Circuit breakers are a standard part of a home’s electrical system and offer protection from excess electrical currents. They are usually found in the main service panel of a home and are composed of a series of switches that trip automatically in the event of an electrical surge. Usually, when the lights go out in your home, the fix is to simply reset the breaker on the panel.
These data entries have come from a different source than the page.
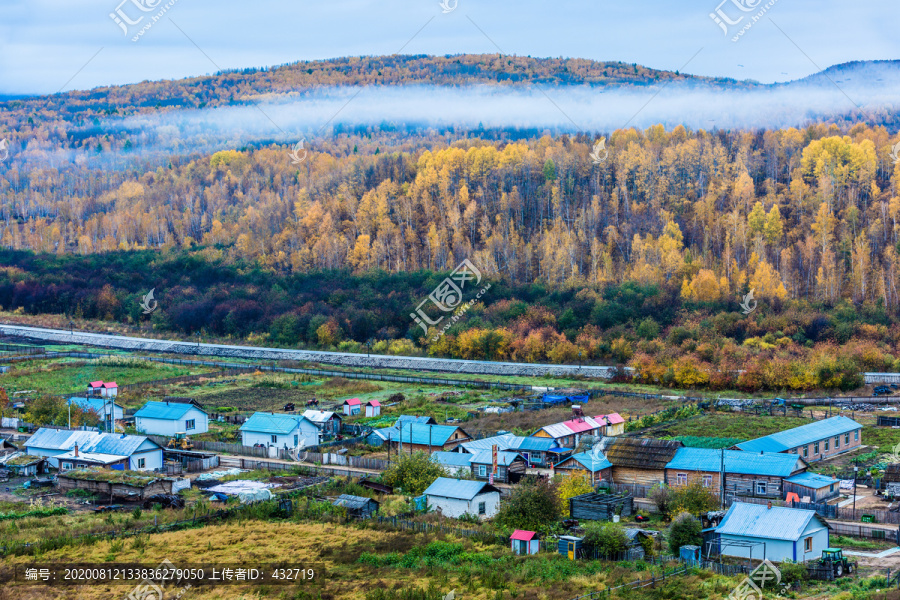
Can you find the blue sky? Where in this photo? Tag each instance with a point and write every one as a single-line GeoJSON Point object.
{"type": "Point", "coordinates": [52, 45]}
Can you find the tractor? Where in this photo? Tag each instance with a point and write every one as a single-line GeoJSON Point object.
{"type": "Point", "coordinates": [180, 442]}
{"type": "Point", "coordinates": [834, 562]}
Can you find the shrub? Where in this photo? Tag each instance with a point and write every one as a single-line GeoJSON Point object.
{"type": "Point", "coordinates": [662, 496]}
{"type": "Point", "coordinates": [607, 538]}
{"type": "Point", "coordinates": [685, 530]}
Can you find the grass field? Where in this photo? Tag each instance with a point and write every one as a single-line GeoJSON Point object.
{"type": "Point", "coordinates": [66, 375]}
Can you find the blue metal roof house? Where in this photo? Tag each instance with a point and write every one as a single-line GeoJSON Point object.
{"type": "Point", "coordinates": [456, 497]}
{"type": "Point", "coordinates": [454, 463]}
{"type": "Point", "coordinates": [771, 532]}
{"type": "Point", "coordinates": [812, 442]}
{"type": "Point", "coordinates": [279, 430]}
{"type": "Point", "coordinates": [169, 418]}
{"type": "Point", "coordinates": [757, 474]}
{"type": "Point", "coordinates": [142, 453]}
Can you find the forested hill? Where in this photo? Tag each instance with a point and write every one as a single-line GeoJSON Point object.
{"type": "Point", "coordinates": [240, 86]}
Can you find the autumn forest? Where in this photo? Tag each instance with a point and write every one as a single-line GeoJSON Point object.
{"type": "Point", "coordinates": [640, 259]}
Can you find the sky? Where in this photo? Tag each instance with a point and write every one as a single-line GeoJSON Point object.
{"type": "Point", "coordinates": [47, 46]}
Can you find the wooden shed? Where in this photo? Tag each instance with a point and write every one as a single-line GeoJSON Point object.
{"type": "Point", "coordinates": [357, 506]}
{"type": "Point", "coordinates": [600, 507]}
{"type": "Point", "coordinates": [525, 542]}
{"type": "Point", "coordinates": [638, 460]}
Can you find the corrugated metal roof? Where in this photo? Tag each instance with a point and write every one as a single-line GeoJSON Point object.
{"type": "Point", "coordinates": [582, 424]}
{"type": "Point", "coordinates": [348, 501]}
{"type": "Point", "coordinates": [95, 457]}
{"type": "Point", "coordinates": [271, 423]}
{"type": "Point", "coordinates": [588, 461]}
{"type": "Point", "coordinates": [418, 433]}
{"type": "Point", "coordinates": [459, 489]}
{"type": "Point", "coordinates": [759, 521]}
{"type": "Point", "coordinates": [486, 443]}
{"type": "Point", "coordinates": [319, 416]}
{"type": "Point", "coordinates": [638, 453]}
{"type": "Point", "coordinates": [88, 441]}
{"type": "Point", "coordinates": [742, 463]}
{"type": "Point", "coordinates": [452, 459]}
{"type": "Point", "coordinates": [557, 430]}
{"type": "Point", "coordinates": [414, 419]}
{"type": "Point", "coordinates": [486, 457]}
{"type": "Point", "coordinates": [812, 480]}
{"type": "Point", "coordinates": [95, 404]}
{"type": "Point", "coordinates": [799, 436]}
{"type": "Point", "coordinates": [163, 410]}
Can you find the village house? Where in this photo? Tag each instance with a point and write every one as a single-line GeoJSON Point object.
{"type": "Point", "coordinates": [537, 452]}
{"type": "Point", "coordinates": [108, 389]}
{"type": "Point", "coordinates": [812, 487]}
{"type": "Point", "coordinates": [525, 542]}
{"type": "Point", "coordinates": [279, 430]}
{"type": "Point", "coordinates": [328, 422]}
{"type": "Point", "coordinates": [169, 418]}
{"type": "Point", "coordinates": [757, 474]}
{"type": "Point", "coordinates": [102, 406]}
{"type": "Point", "coordinates": [594, 466]}
{"type": "Point", "coordinates": [812, 442]}
{"type": "Point", "coordinates": [373, 408]}
{"type": "Point", "coordinates": [456, 497]}
{"type": "Point", "coordinates": [639, 461]}
{"type": "Point", "coordinates": [773, 533]}
{"type": "Point", "coordinates": [352, 406]}
{"type": "Point", "coordinates": [455, 463]}
{"type": "Point", "coordinates": [142, 453]}
{"type": "Point", "coordinates": [412, 437]}
{"type": "Point", "coordinates": [568, 433]}
{"type": "Point", "coordinates": [20, 464]}
{"type": "Point", "coordinates": [615, 424]}
{"type": "Point", "coordinates": [510, 466]}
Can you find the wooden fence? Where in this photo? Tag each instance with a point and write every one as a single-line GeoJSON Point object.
{"type": "Point", "coordinates": [864, 530]}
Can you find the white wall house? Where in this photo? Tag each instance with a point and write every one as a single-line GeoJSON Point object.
{"type": "Point", "coordinates": [776, 533]}
{"type": "Point", "coordinates": [169, 418]}
{"type": "Point", "coordinates": [456, 497]}
{"type": "Point", "coordinates": [279, 430]}
{"type": "Point", "coordinates": [143, 453]}
{"type": "Point", "coordinates": [101, 406]}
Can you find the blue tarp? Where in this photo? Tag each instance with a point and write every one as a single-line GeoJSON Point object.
{"type": "Point", "coordinates": [553, 399]}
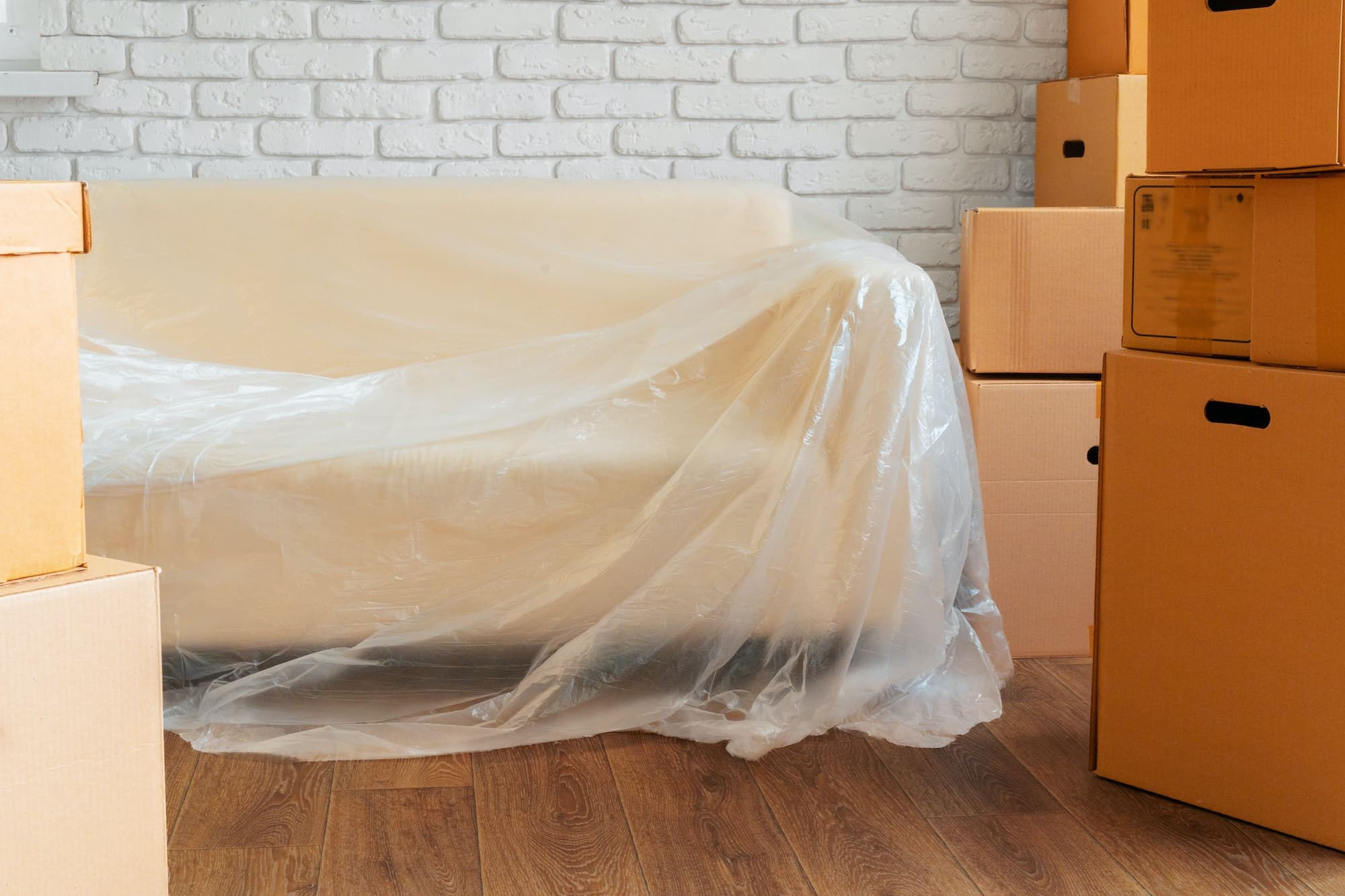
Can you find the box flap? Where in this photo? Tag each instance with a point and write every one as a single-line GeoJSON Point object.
{"type": "Point", "coordinates": [38, 217]}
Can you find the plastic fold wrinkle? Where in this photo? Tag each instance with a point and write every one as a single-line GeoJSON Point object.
{"type": "Point", "coordinates": [445, 466]}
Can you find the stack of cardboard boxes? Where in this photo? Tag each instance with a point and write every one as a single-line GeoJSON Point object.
{"type": "Point", "coordinates": [1222, 540]}
{"type": "Point", "coordinates": [81, 729]}
{"type": "Point", "coordinates": [1039, 310]}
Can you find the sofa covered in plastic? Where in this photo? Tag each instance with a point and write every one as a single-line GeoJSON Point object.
{"type": "Point", "coordinates": [438, 466]}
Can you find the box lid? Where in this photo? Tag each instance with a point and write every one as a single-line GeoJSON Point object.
{"type": "Point", "coordinates": [38, 217]}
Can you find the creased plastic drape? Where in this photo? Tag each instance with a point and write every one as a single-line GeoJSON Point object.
{"type": "Point", "coordinates": [438, 466]}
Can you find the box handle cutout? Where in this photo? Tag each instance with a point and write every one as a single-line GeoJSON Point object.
{"type": "Point", "coordinates": [1233, 6]}
{"type": "Point", "coordinates": [1238, 415]}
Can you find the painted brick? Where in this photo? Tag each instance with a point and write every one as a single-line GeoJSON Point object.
{"type": "Point", "coordinates": [126, 97]}
{"type": "Point", "coordinates": [128, 18]}
{"type": "Point", "coordinates": [317, 139]}
{"type": "Point", "coordinates": [672, 139]}
{"type": "Point", "coordinates": [555, 139]}
{"type": "Point", "coordinates": [731, 103]}
{"type": "Point", "coordinates": [197, 138]}
{"type": "Point", "coordinates": [614, 100]}
{"type": "Point", "coordinates": [497, 21]}
{"type": "Point", "coordinates": [344, 100]}
{"type": "Point", "coordinates": [471, 100]}
{"type": "Point", "coordinates": [268, 19]}
{"type": "Point", "coordinates": [323, 61]}
{"type": "Point", "coordinates": [435, 140]}
{"type": "Point", "coordinates": [255, 100]}
{"type": "Point", "coordinates": [436, 63]}
{"type": "Point", "coordinates": [735, 26]}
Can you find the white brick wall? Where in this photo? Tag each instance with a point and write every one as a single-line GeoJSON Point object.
{"type": "Point", "coordinates": [898, 114]}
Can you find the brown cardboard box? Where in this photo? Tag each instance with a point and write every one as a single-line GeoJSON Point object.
{"type": "Point", "coordinates": [1299, 283]}
{"type": "Point", "coordinates": [1039, 290]}
{"type": "Point", "coordinates": [1108, 37]}
{"type": "Point", "coordinates": [1090, 136]}
{"type": "Point", "coordinates": [1188, 274]}
{"type": "Point", "coordinates": [1219, 627]}
{"type": "Point", "coordinates": [1038, 451]}
{"type": "Point", "coordinates": [1245, 89]}
{"type": "Point", "coordinates": [42, 225]}
{"type": "Point", "coordinates": [81, 733]}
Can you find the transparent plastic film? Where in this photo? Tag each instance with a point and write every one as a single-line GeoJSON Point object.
{"type": "Point", "coordinates": [438, 466]}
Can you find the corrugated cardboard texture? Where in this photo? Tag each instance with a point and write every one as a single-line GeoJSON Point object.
{"type": "Point", "coordinates": [1219, 627]}
{"type": "Point", "coordinates": [1188, 274]}
{"type": "Point", "coordinates": [1040, 493]}
{"type": "Point", "coordinates": [1102, 119]}
{"type": "Point", "coordinates": [1108, 37]}
{"type": "Point", "coordinates": [41, 466]}
{"type": "Point", "coordinates": [1039, 290]}
{"type": "Point", "coordinates": [1299, 295]}
{"type": "Point", "coordinates": [1245, 89]}
{"type": "Point", "coordinates": [81, 735]}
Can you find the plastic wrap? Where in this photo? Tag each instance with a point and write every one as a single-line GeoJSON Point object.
{"type": "Point", "coordinates": [451, 466]}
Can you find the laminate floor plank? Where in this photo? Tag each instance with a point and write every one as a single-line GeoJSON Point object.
{"type": "Point", "coordinates": [267, 870]}
{"type": "Point", "coordinates": [1168, 846]}
{"type": "Point", "coordinates": [1046, 853]}
{"type": "Point", "coordinates": [699, 819]}
{"type": "Point", "coordinates": [551, 821]}
{"type": "Point", "coordinates": [180, 766]}
{"type": "Point", "coordinates": [974, 775]}
{"type": "Point", "coordinates": [1077, 677]}
{"type": "Point", "coordinates": [252, 801]}
{"type": "Point", "coordinates": [395, 774]}
{"type": "Point", "coordinates": [851, 823]}
{"type": "Point", "coordinates": [401, 842]}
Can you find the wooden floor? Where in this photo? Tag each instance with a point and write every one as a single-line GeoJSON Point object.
{"type": "Point", "coordinates": [1008, 809]}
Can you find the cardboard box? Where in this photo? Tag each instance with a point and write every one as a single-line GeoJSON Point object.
{"type": "Point", "coordinates": [1188, 274]}
{"type": "Point", "coordinates": [1242, 85]}
{"type": "Point", "coordinates": [1108, 37]}
{"type": "Point", "coordinates": [1219, 627]}
{"type": "Point", "coordinates": [1090, 136]}
{"type": "Point", "coordinates": [1299, 283]}
{"type": "Point", "coordinates": [42, 227]}
{"type": "Point", "coordinates": [1038, 452]}
{"type": "Point", "coordinates": [81, 733]}
{"type": "Point", "coordinates": [1039, 290]}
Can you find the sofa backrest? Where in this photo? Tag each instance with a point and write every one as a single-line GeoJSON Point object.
{"type": "Point", "coordinates": [381, 272]}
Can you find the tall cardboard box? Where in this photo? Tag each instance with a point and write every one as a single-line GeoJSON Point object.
{"type": "Point", "coordinates": [81, 733]}
{"type": "Point", "coordinates": [1299, 284]}
{"type": "Point", "coordinates": [1188, 272]}
{"type": "Point", "coordinates": [1038, 452]}
{"type": "Point", "coordinates": [1108, 37]}
{"type": "Point", "coordinates": [1090, 136]}
{"type": "Point", "coordinates": [42, 228]}
{"type": "Point", "coordinates": [1241, 85]}
{"type": "Point", "coordinates": [1039, 290]}
{"type": "Point", "coordinates": [1219, 622]}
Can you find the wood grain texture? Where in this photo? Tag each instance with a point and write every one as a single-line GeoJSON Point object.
{"type": "Point", "coordinates": [180, 764]}
{"type": "Point", "coordinates": [974, 775]}
{"type": "Point", "coordinates": [551, 821]}
{"type": "Point", "coordinates": [401, 841]}
{"type": "Point", "coordinates": [1168, 846]}
{"type": "Point", "coordinates": [849, 822]}
{"type": "Point", "coordinates": [1048, 853]}
{"type": "Point", "coordinates": [699, 819]}
{"type": "Point", "coordinates": [1319, 866]}
{"type": "Point", "coordinates": [1077, 677]}
{"type": "Point", "coordinates": [245, 801]}
{"type": "Point", "coordinates": [395, 774]}
{"type": "Point", "coordinates": [270, 870]}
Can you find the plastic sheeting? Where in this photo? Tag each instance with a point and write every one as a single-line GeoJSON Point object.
{"type": "Point", "coordinates": [453, 466]}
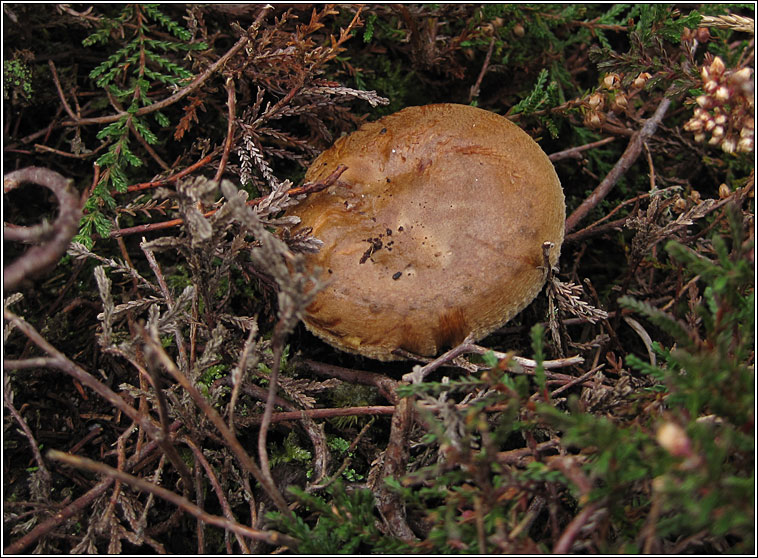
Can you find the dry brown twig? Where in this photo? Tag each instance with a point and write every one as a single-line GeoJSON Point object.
{"type": "Point", "coordinates": [55, 238]}
{"type": "Point", "coordinates": [271, 537]}
{"type": "Point", "coordinates": [629, 156]}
Why do circuit breakers trip? There are a few ways they can trip, each with preventative measures you can take. Read on for six reasons why circuit breakers trip and what to do about it!
- Overloaded Circuit
The most common reason circuit breakers trip, overloaded circuits happen when a circuit tries to draw more of an electrical load than it was made to carry. When you have too many lights or appliances on a single circuit, the breaker’s sensor heats up and it trips, usually by a spring-loaded switch. The affected circuit remains dead until the switch is physically reset on the panel.
- Short Circuit
One of the more serious reasons a circuit breaker trips, a short circuit happens when the black wire, which carries the power, touches a neutral wire, the ground wire, or even the side of a metal box. A short circuit allows for a sudden unimpeded flow of electricity. This increase of current flow trips the breaker.
- Ground Fault
A ground fault is a special type of short circuit, where the hot wire touches the ground wire, a metal box, or metal framing members. Be very careful with these types of short circuits, as there is a high risk of a shock. This is especially dangerous in kitchens or bathrooms, or any area where moisture is high.
- Arc Fault
Arc faults happen when electricity sparks, or arcs, between two contact wires. This can happen with loose terminal connections in a switch or an outlet. The National Electric Code has increased requirements in recent years to include a special type of breaker, called an arc-fault circuit interrupter.
- Old Circuit Breaker
When a circuit breaker is old, it can become overly sensitive. This can cause it to trip, even if the wires are carrying their normal load. If your breakers constantly trip and you are certain you aren’t overloading your circuits, then it is likely time to install a new breaker box, which you can shop for here.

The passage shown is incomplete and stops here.